The Belfast, Southern and Western health trusts said they "unreservedly apologise" to the five families.

Mr Justice O'Hara is scathing of how the families were treated in the aftermath of the deaths and also of the evidence given to the inquiry by medical professionals.

The chairman said that the deaths of Adam Strain, Claire Roberts and Raychel Ferguson were the result of "negligent care".

He found that:

  • while investigating the death of Adam Strain, the inquiry had been met with "defensiveness and deceit" and that "information was withheld" about what happened to Adam in the operating theatre

  • there "was a cover up" in the death of Claire Roberts, whose death was not referred to the coroner immediately to "avoid scrutiny"
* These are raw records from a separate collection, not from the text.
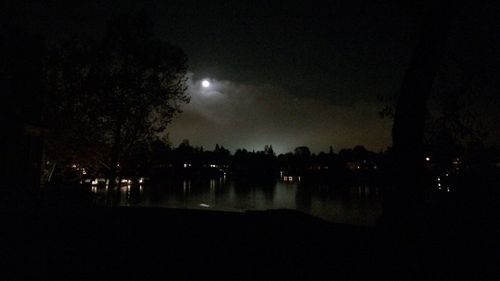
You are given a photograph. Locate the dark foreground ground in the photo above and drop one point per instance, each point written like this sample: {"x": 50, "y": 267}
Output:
{"x": 169, "y": 244}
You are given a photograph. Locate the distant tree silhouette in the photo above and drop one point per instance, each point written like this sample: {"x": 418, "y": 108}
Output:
{"x": 111, "y": 97}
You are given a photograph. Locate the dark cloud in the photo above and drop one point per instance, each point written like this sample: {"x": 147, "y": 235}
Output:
{"x": 250, "y": 116}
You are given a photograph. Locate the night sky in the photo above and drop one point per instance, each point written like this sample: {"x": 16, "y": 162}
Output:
{"x": 292, "y": 73}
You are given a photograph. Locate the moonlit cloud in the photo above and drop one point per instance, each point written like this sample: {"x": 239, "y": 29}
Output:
{"x": 251, "y": 116}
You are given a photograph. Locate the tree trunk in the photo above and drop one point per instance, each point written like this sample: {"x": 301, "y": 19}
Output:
{"x": 405, "y": 195}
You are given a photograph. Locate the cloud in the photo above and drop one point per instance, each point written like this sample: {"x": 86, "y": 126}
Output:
{"x": 250, "y": 116}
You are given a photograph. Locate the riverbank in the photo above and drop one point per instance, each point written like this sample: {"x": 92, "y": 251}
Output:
{"x": 174, "y": 244}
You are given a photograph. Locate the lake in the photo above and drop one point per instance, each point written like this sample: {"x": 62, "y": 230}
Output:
{"x": 354, "y": 204}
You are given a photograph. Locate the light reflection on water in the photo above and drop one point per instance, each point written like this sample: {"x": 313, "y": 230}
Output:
{"x": 342, "y": 204}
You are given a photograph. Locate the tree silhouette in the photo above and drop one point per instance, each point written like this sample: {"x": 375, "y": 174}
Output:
{"x": 405, "y": 195}
{"x": 109, "y": 98}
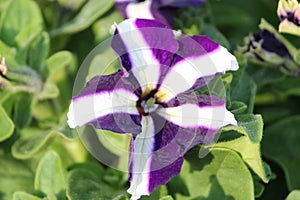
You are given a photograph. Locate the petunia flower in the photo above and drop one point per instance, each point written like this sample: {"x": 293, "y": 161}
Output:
{"x": 161, "y": 10}
{"x": 268, "y": 47}
{"x": 153, "y": 98}
{"x": 288, "y": 12}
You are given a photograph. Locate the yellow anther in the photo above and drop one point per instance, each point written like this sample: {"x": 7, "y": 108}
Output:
{"x": 3, "y": 67}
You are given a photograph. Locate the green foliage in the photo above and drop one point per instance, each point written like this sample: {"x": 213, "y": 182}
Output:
{"x": 285, "y": 136}
{"x": 44, "y": 42}
{"x": 6, "y": 124}
{"x": 49, "y": 177}
{"x": 222, "y": 174}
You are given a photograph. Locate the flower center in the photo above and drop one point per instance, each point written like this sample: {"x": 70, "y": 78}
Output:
{"x": 147, "y": 103}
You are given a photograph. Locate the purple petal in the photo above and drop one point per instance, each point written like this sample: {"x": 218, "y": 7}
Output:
{"x": 167, "y": 145}
{"x": 198, "y": 57}
{"x": 146, "y": 48}
{"x": 107, "y": 102}
{"x": 181, "y": 3}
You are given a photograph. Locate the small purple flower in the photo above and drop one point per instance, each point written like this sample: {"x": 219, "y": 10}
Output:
{"x": 161, "y": 10}
{"x": 288, "y": 12}
{"x": 152, "y": 97}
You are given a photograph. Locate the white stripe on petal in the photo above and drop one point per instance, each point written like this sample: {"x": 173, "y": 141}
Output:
{"x": 145, "y": 66}
{"x": 143, "y": 149}
{"x": 85, "y": 109}
{"x": 193, "y": 116}
{"x": 184, "y": 74}
{"x": 139, "y": 10}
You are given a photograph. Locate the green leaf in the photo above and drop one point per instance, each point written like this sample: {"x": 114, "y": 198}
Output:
{"x": 157, "y": 194}
{"x": 222, "y": 174}
{"x": 92, "y": 10}
{"x": 281, "y": 144}
{"x": 20, "y": 16}
{"x": 87, "y": 184}
{"x": 22, "y": 110}
{"x": 167, "y": 198}
{"x": 6, "y": 124}
{"x": 38, "y": 52}
{"x": 15, "y": 176}
{"x": 56, "y": 63}
{"x": 33, "y": 141}
{"x": 245, "y": 91}
{"x": 24, "y": 196}
{"x": 49, "y": 176}
{"x": 294, "y": 195}
{"x": 102, "y": 27}
{"x": 248, "y": 146}
{"x": 211, "y": 31}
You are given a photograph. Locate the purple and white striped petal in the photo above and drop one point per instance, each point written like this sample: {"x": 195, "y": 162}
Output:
{"x": 181, "y": 3}
{"x": 146, "y": 48}
{"x": 140, "y": 166}
{"x": 161, "y": 10}
{"x": 107, "y": 102}
{"x": 198, "y": 57}
{"x": 197, "y": 111}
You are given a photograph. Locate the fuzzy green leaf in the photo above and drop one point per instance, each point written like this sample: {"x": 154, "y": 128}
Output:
{"x": 20, "y": 16}
{"x": 294, "y": 195}
{"x": 281, "y": 144}
{"x": 15, "y": 176}
{"x": 6, "y": 124}
{"x": 87, "y": 184}
{"x": 87, "y": 15}
{"x": 245, "y": 91}
{"x": 248, "y": 146}
{"x": 222, "y": 174}
{"x": 24, "y": 196}
{"x": 49, "y": 176}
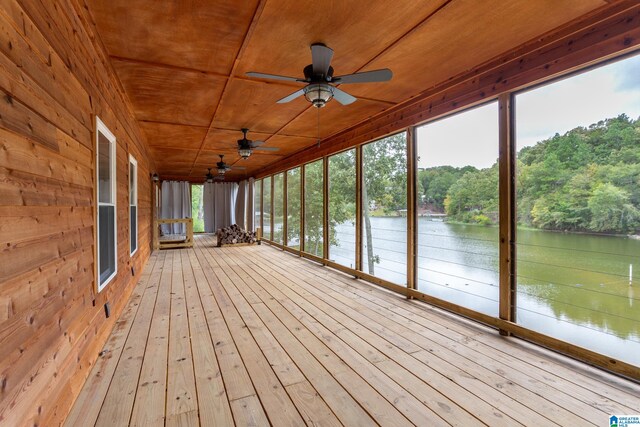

  • poor care was "deliberately concealed" in the death of Lucy Crawford

  • there was a "reluctance among clinicians to openly acknowledge failings" in the death of Raychel Ferguson

  • in the death of Conor Mitchell, there was a "potentially dangerous variation in care and treatment afforded to young people at Craigavon Hospital"

9 April 2018

Northern Ireland's Attorney General directs the coroner to open a fresh inquest into the death of Claire Roberts.

The move is welcomed by her parents, Alan and Jennifer, who for 21 years have protested that the truth about their nine-year-old daughter's death was concealed and that the findings of the inquest into her death were wrong.

09 May 2018

A fresh inquest is due to begin into the death of Claire Roberts.

A preliminary hearing will take place at Laganside Courts in Belfast.